4. Drenagem em decúbito lateral (direito/esquerdo) melhora esvaziamento e conforto.
###### **Antiproteinúricos, PA e fármacos**
• PA alvo: \< 140/90 mmHg. Se hipertensa com peso seco ajustado, iniciar drogas seguras na gestação: nifedipina, anlodipina, hidralazina, metildopa.
• Suspender teratogênicos (ex.: IECA/BRA), idealmente antes da concepção planejada.
• Diuréticos: em geral não usar (euvolemia via UF frequente).
• Magnésio sulfato (eclâmpsia/neuroproteção \<32s): reduzir carga e infusão à metade, monitorar níveis e sinais de toxicidade (excreção renal reduzida).
**Prevenções e adjuvantes indispensáveis**
• Preeclâmpsia: iniciar AAS 100 mg/dia antes de 12 semanas se sem contraindicação.
• Cálcio: carbonato de cálcio 1 g/dia (se indicado), atento a hipercalcemia/polidrâmnio.
• Ácido fólico: 5 mg/dia (perdas dialíticas e maior exigência).
• Vacinação conforme rotina obstétrica.
• Acesso: cateter tunelizado e/ou FAV conforme experiência do centro; vigilância estreita para infecção.
• Saúde mental: rastreio de depressão pré e pós-parto; a carga horária de diálise aumenta muito.
###### **Nutrição e ganho ponderal**
• Proteína: 1,5–1,8 g/kg/dia (maior que gestantes sem DRC).
• Fósforo: não restringir (regimes intensivos cursam com hipofosfatemia; quelantes raramente necessários).
• Vitaminas hidrossolúveis: dose dupla; perdas na diálise são relevantes.
• Ganho de peso: +1–2 kg no 1º tri; depois \~500 g/semana (sempre correlacionar com edema, PA e congestão).
###### **Obstetrícia: integração salva desfechos**
• Polidrâmnio é sinal de alarme: reavaliar dose/frequência de diálise e ureia (efeito osmótico fetal). Investigar hipercalcemia como causa adicional; se presente, suspender cálcio VO e reduzir Ca do banho.

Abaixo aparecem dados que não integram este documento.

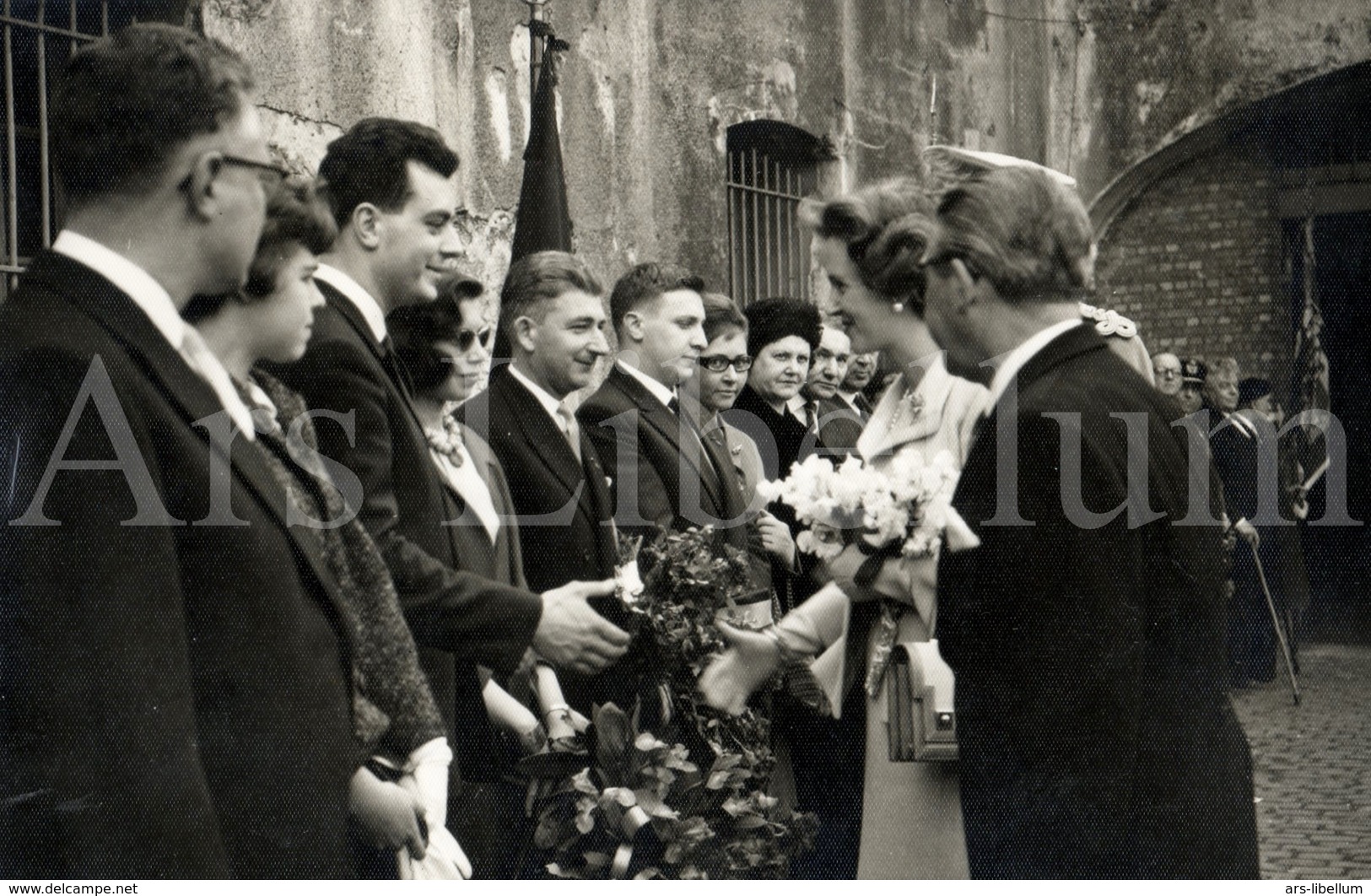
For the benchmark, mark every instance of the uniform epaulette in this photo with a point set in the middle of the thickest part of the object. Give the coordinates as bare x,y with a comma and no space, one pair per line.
1109,322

• Via e momento do parto: em geral 37 semanas se sem intercorrências; planejar timing considerando heparinização. Indução e parto vaginal são possíveis; cesárea por indicações obstétricas usuais.
**Pós-parto**
• Manter EPO/ferro IV conforme necessidade.
• Ajustar UF para evitar hipovolemia que atrapalhe a amamentação.
• Antihipertensivos compatíveis com lactação: labetalol, nifedipina, IECA (ex.: captopril/enalapril/quinapril).
• Retorno ao esquema pré-gestacional (3x/semana) é comum, mas individualize.
##### **“Checklist rápido” (para colar no prontuário)**
• 6x/semana HD (ou DP intensificada) → alvo ureia pré-HD meio da semana \~75 mg/dL (aceitável 75–100 mg/dL se limitações).
• Evitar UF agressiva; revisar peso seco semanalmente.
• Banho: K+ ≥3; Ca 3,0–3,5; HCO₃⁻ \~30; P: vigiar e repor se baixo.
• Lab pré-HD meio da semana: HCO₃⁻/K/P (risco de alcalose/hipoK/hipoP).
• AAS 100 mg/d \<12s; AF 5 mg/d; CaCO₃ se indicado.
• Anti-hipertensivos seguros; sem IECA/BRA.
• EPO + ferro IV; evitar sevelamer/cinacalcete.
• Obstetrícia alto risco; US seriadas; plano de parto + heparina.
**Conclusão (mudança prática e riscos de erro)**
Mudança prática: trate a gestação em diálise como uma corrida contra a uremia — mais frequência, mais tempo e mais previsibilidade na diálise, com metas laboratoriais claras e integração obstétrica.
**Erros a evitar:**
1\. manter esquema convencional 3x/semana;
2\. UF agressiva com hipotensão;
3\. negligenciar hipoK/hipoP/alcalose em regimes intensivos;
4\. atrasar AAS e o alinhamento obstétrico;
5\. esquecer o timing do parto versus heparinização.